少しして、日蔓が未優のはねた髪をアイロンで伸ばしているとインターホンが鳴った。
「誰だろ」
「衝羽?」
「そうかも。ちょっと待ってね。これ触っちゃ駄目だよ」
アイロンを切って机に置き、インターホンに応答した。
「……あぁ」
『仕事』
「ごくろーさん」
『俺学生の時より持ってこさせられてるの何!? お前小学生か!?』
「学校のプリントより大事だろ。文句があるなら上にデータ化してもらえ」
つーかたぶん一人が勝手にデータ化したら全部データ化されるんだろうけどな。
『入れろ! 目の保養を!』
「じゃあ十分待って」
『じゅっ……!?』
インターホンを切り、また未優の身支度に戻る。
ちゃんと待っていた衝羽はショートで顔が良く見えるようになった未優をこれでもかと可愛がり、日蔓はその間に書類に目を通した。
「……データ化させるか」
「あー可愛い。……お前の一存でどうにかなるものか」
「上に何人かっつーか上のほとんどに気に入られてるんでね」
書類をリビングに置き、パーカーを羽織ると玄関の靴を履いた。
「お出かけか」
「病院。昨日の夜に立てなくなって」
「なんで?」
「分からん。あと記憶の混乱があるから」
「俺もついてくぞ」
「いいよ。

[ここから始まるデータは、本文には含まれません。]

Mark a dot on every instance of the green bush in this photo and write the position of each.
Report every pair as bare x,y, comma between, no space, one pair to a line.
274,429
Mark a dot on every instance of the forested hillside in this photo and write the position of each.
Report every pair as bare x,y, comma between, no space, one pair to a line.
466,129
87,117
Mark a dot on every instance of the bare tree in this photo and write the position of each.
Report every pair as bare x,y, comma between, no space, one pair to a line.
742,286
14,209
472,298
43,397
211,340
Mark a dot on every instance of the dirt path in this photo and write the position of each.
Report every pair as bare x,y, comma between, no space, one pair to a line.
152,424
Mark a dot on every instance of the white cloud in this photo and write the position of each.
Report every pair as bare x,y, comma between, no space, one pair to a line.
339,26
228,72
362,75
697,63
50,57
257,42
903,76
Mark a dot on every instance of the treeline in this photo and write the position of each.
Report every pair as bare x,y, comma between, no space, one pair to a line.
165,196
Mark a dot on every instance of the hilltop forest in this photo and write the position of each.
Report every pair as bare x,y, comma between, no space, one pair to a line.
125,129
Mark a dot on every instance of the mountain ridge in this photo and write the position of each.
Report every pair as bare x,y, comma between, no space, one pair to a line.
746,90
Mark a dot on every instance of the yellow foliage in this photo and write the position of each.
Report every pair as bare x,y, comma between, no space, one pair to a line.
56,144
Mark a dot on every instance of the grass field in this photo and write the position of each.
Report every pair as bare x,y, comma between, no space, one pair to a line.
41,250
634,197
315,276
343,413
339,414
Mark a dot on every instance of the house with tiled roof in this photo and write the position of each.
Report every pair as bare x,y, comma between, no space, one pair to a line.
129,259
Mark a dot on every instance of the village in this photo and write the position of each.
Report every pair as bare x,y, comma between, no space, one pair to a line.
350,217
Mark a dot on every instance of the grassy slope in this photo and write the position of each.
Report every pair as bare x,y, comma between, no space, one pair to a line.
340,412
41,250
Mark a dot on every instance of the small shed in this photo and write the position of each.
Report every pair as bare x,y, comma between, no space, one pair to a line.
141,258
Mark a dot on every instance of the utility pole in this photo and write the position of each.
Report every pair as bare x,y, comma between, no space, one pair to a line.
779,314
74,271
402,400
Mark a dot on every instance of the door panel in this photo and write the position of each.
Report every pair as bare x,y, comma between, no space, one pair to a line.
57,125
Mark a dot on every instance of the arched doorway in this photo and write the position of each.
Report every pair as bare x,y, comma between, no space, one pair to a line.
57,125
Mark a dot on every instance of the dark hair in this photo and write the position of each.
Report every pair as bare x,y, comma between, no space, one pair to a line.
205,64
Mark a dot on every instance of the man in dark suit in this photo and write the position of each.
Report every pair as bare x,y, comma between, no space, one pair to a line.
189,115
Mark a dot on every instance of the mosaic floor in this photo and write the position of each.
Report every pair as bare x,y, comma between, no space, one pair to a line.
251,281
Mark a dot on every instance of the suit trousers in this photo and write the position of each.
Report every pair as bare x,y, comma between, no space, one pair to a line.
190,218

未優、おいで」
三人で病院に行き、小児科の先生に朝一で見てもらった。
色々な検査を終え、疲れた未優は衝羽と外で待機。日蔓だけ診察室で話を聞く。
「脳に異常はなかったよ。ほんとに……心理性のものだろうね」
「……ちょっと前に」
未優の正夢のことを伝えた。
「蛇の夢が吉兆の印とか、天災の夢は不吉の前兆とか言うけどそんなんじゃないんだよね。ほんとに、夢の中で未来の一部を全部見てた」
「……鏡界に三日もいて界魔に守られていたのはあの子が初めてだから。もしかしたら支配人が何かをしたのかもしれない。……そもそも人間じゃなかったり、ね」
「いや人間の出生届ありますから」
「人間に近い界魔を知らない人が人間として処理した、とかさ。新生児の取り換え事故とかね。……なんにせよ、要観察になるよ。その夢も、これからの記憶が消え続けるのかも」
足の方にも特に異常はなかったが、これに関しては立てない状態の筋肉を調べて比較する必要があるらしい。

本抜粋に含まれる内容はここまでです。